To recap, in your literature review, you need to:
- Establish the significance of your chosen topic or field of study;
- critically evaluate what has already been done — i.e. review the relevant literature;
- and, identify a knowledge gap where your future study will make a contribution.
Examples of Different Literature Review Structures
Your literature review can be structured in different ways.
For instance, you can organize your material chronologically. You just need to be careful to provide a critical analysis of the studies you include; don’t just simply list them. The latter approach would be considered too descriptive for a thorough review.
Another approach is to organize the material by themes. You can list and describe different approaches, views and/or concepts and then coalesce them together in a meaningful way.
You can also choose to present your material by the development of ideas. For example, the exploration of one topic or theme can lead you to include another section to your review, building one idea of the next.
Alternatively, you could also use a combination of these structures and/or methods to help you develop your argument in a unique way.

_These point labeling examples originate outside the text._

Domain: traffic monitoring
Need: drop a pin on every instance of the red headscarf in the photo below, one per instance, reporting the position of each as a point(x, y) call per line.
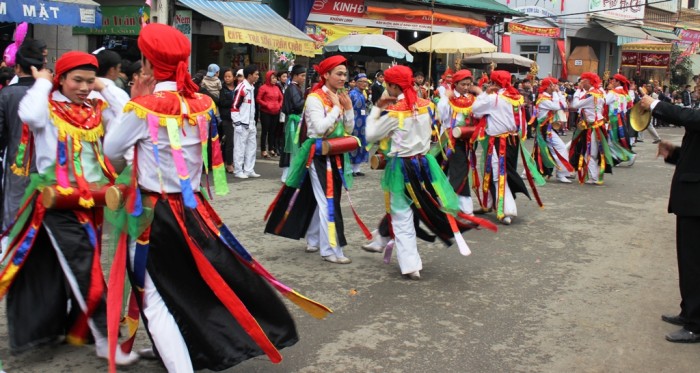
point(69, 61)
point(593, 78)
point(168, 50)
point(546, 83)
point(622, 79)
point(502, 78)
point(325, 66)
point(459, 76)
point(403, 77)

Examples of Published Literature Reviews
As already mentioned, it can sometimes be beneficial to learn from sound examples. Here is a published literature review that talks about the correlation between the imaging characteristics of a hamstring injury and the time required before returning to activity:
The link above is a good example of a systematic literature review. Some of its features include:
- It describes the inclusion and exclusion criteria for the studies that were included.
- It names the databases that were searched.
- It presents a combination of keywords that were used (in a table format).
- It lists all the studies that were included (in a table format).
- It briefly summarizes the studies that were included (in a table format).
- It answers the research questions based on the information provided in the studies.
- It offers a discussion of the results.
The next literature review example is on the effect of virtual reality on postural and balance control in patients with a stroke:
This review includes:
- A flow diagram of study/literature selection, which makes the author’s process very transparent.
- A detailed table with the description of all selected studies (participants, intervention, outcome measure, etc).
- A discussion of the studies.
If you plan to undertake a meta-analysis — the gold standard for systematic reviews — you can also have a look at the research paper below exploring literature on cannabinoids for medical use:
This review looked at the benefits and adverse effects of cannabinoids. It, too, provides the reader with a flow chart of included studies and a table with the description of the studies. It groups the studies based on symptoms (e.g. anxiety, nausea and vomiting, appetite stimulation) so it is a good example of a review that is structured according to themes.
Although these reviews used the format of a scientific article and already answered a research question, their structure and, particularly, the depth of the information contained within can help you design your own literature review section. Also, these examples of literature reviews can serve as a reminder that if you conduct a good literature review, your effort can lead to your first publication — and this potentially could happen before you have even started with your study!